La rédaction du livre II du CGFP aurait pu être l’occasion de réaffirmer les dispositions du décret de 2017 et des jurisprudences administratives [9] pour les agents déchargés à temps plein et également de (re)préciser le régime applicable pour les autres situations ou agents.
Conclusion
Si l’objectif de cette codification est de rendre plus intelligible et plus accessible le droit de la fonction publique, est-il réellement atteint ?
La compilation de 43 décrets dans un seul et même code est certes louable et présente l’avantage de l’unité mais, à la première lecture, l’ouvrage est complexe et, nonobstant les tableaux de concordance, il apparaît difficile de se repérer et de noter les éventuels changements opérés.
Ainsi, pour le seul texte relatif au CSE, le décret n° 2021-1570 du 3 décembre 2021 dans la FPH se retrouve morcelé à différents endroits du livre II, chapitre 5, entre dispositions communes à toute la fonction publique et dispositifs spécifiques pour la FPH, avec un ordonnancement et une numérotation bouleversée.

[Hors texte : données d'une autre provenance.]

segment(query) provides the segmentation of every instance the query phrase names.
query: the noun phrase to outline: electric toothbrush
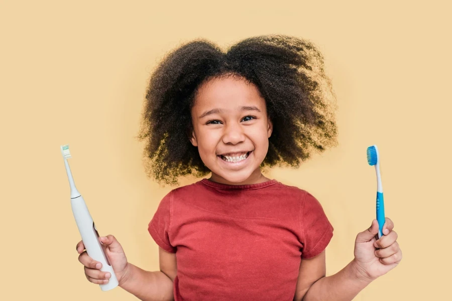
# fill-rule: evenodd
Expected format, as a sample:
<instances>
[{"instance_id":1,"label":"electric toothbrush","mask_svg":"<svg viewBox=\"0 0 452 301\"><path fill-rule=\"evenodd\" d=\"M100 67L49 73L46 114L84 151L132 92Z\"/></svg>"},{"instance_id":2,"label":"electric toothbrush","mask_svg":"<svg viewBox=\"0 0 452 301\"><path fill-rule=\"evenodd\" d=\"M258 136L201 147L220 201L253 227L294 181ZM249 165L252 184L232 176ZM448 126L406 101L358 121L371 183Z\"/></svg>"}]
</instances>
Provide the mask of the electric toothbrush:
<instances>
[{"instance_id":1,"label":"electric toothbrush","mask_svg":"<svg viewBox=\"0 0 452 301\"><path fill-rule=\"evenodd\" d=\"M69 144L61 145L60 148L64 159L66 172L71 187L71 207L72 208L74 217L75 218L75 223L78 227L78 231L81 235L82 240L88 255L94 260L102 263L100 270L103 272L108 272L111 275L108 279L107 283L99 284L102 290L109 290L118 286L118 279L113 271L112 267L110 265L105 254L103 247L99 240L99 233L91 217L85 201L75 188L74 179L72 178L71 169L67 162L67 159L72 157L69 153Z\"/></svg>"}]
</instances>

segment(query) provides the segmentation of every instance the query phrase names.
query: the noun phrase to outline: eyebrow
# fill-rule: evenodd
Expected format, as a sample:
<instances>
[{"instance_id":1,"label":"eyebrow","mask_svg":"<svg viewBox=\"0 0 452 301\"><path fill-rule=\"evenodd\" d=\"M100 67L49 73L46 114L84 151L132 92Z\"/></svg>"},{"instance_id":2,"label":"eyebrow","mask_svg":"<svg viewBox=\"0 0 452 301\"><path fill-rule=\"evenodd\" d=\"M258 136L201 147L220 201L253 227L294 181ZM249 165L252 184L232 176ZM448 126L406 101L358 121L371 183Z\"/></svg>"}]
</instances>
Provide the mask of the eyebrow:
<instances>
[{"instance_id":1,"label":"eyebrow","mask_svg":"<svg viewBox=\"0 0 452 301\"><path fill-rule=\"evenodd\" d=\"M252 106L243 106L241 107L240 108L241 111L257 111L258 112L260 112L261 110L257 107L254 105ZM201 114L199 116L199 118L201 118L203 117L205 117L208 115L210 115L211 114L219 114L220 113L222 113L224 111L224 110L222 109L213 109L212 110L209 110L208 111L206 111L204 113Z\"/></svg>"}]
</instances>

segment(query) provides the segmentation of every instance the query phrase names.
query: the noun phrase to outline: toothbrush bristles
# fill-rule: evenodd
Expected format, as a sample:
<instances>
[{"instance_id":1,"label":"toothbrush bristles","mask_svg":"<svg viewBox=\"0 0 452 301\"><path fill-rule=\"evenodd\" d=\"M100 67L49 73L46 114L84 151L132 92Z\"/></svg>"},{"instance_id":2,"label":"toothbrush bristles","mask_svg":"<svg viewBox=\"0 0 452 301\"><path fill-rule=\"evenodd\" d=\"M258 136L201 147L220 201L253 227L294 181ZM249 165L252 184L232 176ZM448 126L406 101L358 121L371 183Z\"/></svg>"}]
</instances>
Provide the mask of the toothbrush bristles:
<instances>
[{"instance_id":1,"label":"toothbrush bristles","mask_svg":"<svg viewBox=\"0 0 452 301\"><path fill-rule=\"evenodd\" d=\"M66 159L71 158L71 154L69 153L69 144L63 145L63 155Z\"/></svg>"}]
</instances>

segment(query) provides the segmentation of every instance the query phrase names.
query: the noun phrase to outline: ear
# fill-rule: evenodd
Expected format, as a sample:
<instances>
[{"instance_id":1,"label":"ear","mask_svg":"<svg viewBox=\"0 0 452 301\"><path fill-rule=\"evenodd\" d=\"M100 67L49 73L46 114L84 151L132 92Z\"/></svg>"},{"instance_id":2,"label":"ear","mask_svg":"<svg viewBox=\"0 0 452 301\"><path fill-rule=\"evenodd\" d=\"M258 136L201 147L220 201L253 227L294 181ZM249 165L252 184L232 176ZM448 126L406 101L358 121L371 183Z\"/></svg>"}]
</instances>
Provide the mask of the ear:
<instances>
[{"instance_id":1,"label":"ear","mask_svg":"<svg viewBox=\"0 0 452 301\"><path fill-rule=\"evenodd\" d=\"M273 123L272 122L272 120L270 120L270 118L268 118L267 123L268 124L267 128L267 135L268 136L268 137L270 138L270 136L272 135L272 132L273 131Z\"/></svg>"},{"instance_id":2,"label":"ear","mask_svg":"<svg viewBox=\"0 0 452 301\"><path fill-rule=\"evenodd\" d=\"M196 141L196 136L195 134L194 129L192 130L191 132L189 134L188 139L190 140L190 142L191 142L191 144L193 144L193 146L198 146L198 141Z\"/></svg>"}]
</instances>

La lecture et la mise en oeuvre de ce décret s’en trouvent complexifiées et c’est un travail de recherche et de mise à jour des visas qui attend les gestionnaires avant de pouvoir se réapproprier ces mesures.
Rappelons à ce titre, et comme rappelé par le Conseil d’État lui-même lors de la présentation du CGFP en mars 2022, que l’erreur de visa dans une décision, et a fortiori de numérotation s’agissant d’anciennes dispositions réglementaires devenues des articles du CGFP, n’emporte pas l’illégalité de l’acte incriminé, cette codification étant de droit constant sans refonte des principes textuels.

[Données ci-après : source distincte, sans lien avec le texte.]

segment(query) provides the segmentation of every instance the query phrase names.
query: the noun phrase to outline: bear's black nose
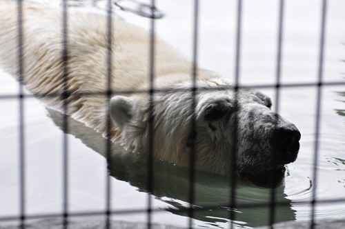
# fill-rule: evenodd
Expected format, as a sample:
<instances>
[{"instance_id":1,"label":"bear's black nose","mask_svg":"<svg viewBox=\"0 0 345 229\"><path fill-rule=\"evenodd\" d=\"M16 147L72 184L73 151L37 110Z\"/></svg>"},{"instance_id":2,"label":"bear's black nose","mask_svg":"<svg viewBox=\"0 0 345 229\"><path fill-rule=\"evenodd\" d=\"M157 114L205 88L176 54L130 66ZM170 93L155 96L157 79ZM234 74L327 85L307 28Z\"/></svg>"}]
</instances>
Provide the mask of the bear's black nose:
<instances>
[{"instance_id":1,"label":"bear's black nose","mask_svg":"<svg viewBox=\"0 0 345 229\"><path fill-rule=\"evenodd\" d=\"M271 139L273 148L280 152L282 162L288 163L294 161L299 150L301 133L293 124L290 123L284 127L277 128Z\"/></svg>"}]
</instances>

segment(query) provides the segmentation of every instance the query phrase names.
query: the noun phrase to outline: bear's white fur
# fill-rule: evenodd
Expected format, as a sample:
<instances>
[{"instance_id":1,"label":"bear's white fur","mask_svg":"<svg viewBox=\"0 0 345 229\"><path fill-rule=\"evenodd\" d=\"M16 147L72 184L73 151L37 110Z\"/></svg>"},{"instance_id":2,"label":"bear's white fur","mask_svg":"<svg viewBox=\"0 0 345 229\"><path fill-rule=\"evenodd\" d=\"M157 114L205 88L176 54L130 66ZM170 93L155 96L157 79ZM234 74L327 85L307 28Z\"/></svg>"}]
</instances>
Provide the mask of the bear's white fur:
<instances>
[{"instance_id":1,"label":"bear's white fur","mask_svg":"<svg viewBox=\"0 0 345 229\"><path fill-rule=\"evenodd\" d=\"M47 106L63 112L61 97L49 96L62 93L65 85L61 10L38 3L24 4L23 9L23 83ZM15 4L0 6L0 59L2 67L18 79L17 12ZM122 145L124 152L146 157L149 135L150 32L125 21L112 20L110 88L115 94L109 103L106 94L101 94L108 89L106 17L69 8L68 28L66 88L72 93L67 100L68 114L106 137L109 110L114 121L111 140ZM154 155L188 166L193 99L187 89L193 87L192 63L164 41L155 39L154 71L153 86L160 90L153 97ZM273 125L256 116L253 118L250 113L277 117L269 108L269 98L253 90L242 90L237 94L238 103L234 103L232 90L215 90L229 86L228 80L203 69L198 69L197 73L196 86L205 90L197 91L195 97L196 169L228 174L235 113L239 121L237 148L239 168L244 164L249 165L244 168L252 170L270 168L272 150L266 141ZM206 90L210 88L215 90ZM278 124L287 123L280 117L278 119ZM257 125L253 121L268 127L257 126L262 133L248 130L248 125L253 124L252 128ZM249 150L254 152L248 153ZM261 154L258 159L257 154Z\"/></svg>"}]
</instances>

Codification de forme, nouvelle architecture et numérotation de dispositions, mesures restant à clarifier…, autant de défis d’appropriation et de connaissance que le CGFP a à relever alors qu’il reste encore six autres livres et près de 350 décrets à intégrer.
Notes
[1] Ordonnance n° 2021-1574 du 24 novembre 2021 portant partie législative du Code général de la fonction publique.
[2] Décret n° 2024-1038 du 6 novembre 2024 relatif aux dispositions réglementaires des livres Ier et II du Code général de la fonction publique.
[3] Section 6 du CGFP, articles R.211-503 à R.211-584.
[4] Décret n° 2017-1560 du 14 novembre 2017 relatif aux conditions et modalités de mise en oeuvre du vote électronique par internet pour l’élection des représentants du personnel au sein des instances de représentation du personnel de la fonction publique hospitalière.
[5] Décret n°2003-655 du 18 juillet 2003 relatif aux commissions administratives paritaires locales et départementales de la fonction publique hospitalière.
Arrêté du 8 janvier 2018 relatif aux commissions consultatives paritaires compétentes à l’égard des agents contractuels de la fonction publique hospitalière.
Décret n° 2021-1570 du 3 décembre 2021 relatif aux comités sociaux d’établissement des établissements publics de santé, des établissements sociaux, des établissements médico-sociaux et des groupements
de coopération sanitaire de moyens de droit public.
[6] Décret n°86-660 du 19 mars 1986 relatif à l’exercice du droit syndical dans les établissements mentionnés à l’article 2 de la loi n° 86-33 du 9 janvier 1986 portant dispositions statutaires relatives à la fonction publique hospitalière.
[7] Décret n° 2017-1419 du 28 septembre 2017 relatif aux garanties accordées aux agents publics exerçant une activité syndicale.
[8] CE, section, 27 juillet 2012, n° 344801, publié.
[9] Voir en ce sens TA Poitiers n°1902729 du 29/6/2021 – TA Nancy n°2103704 du 6/4/2023 – TA Lille n°2100758 du 5/10/2023 – CAA de Nantes n°22NT02642 du 21/7/2023.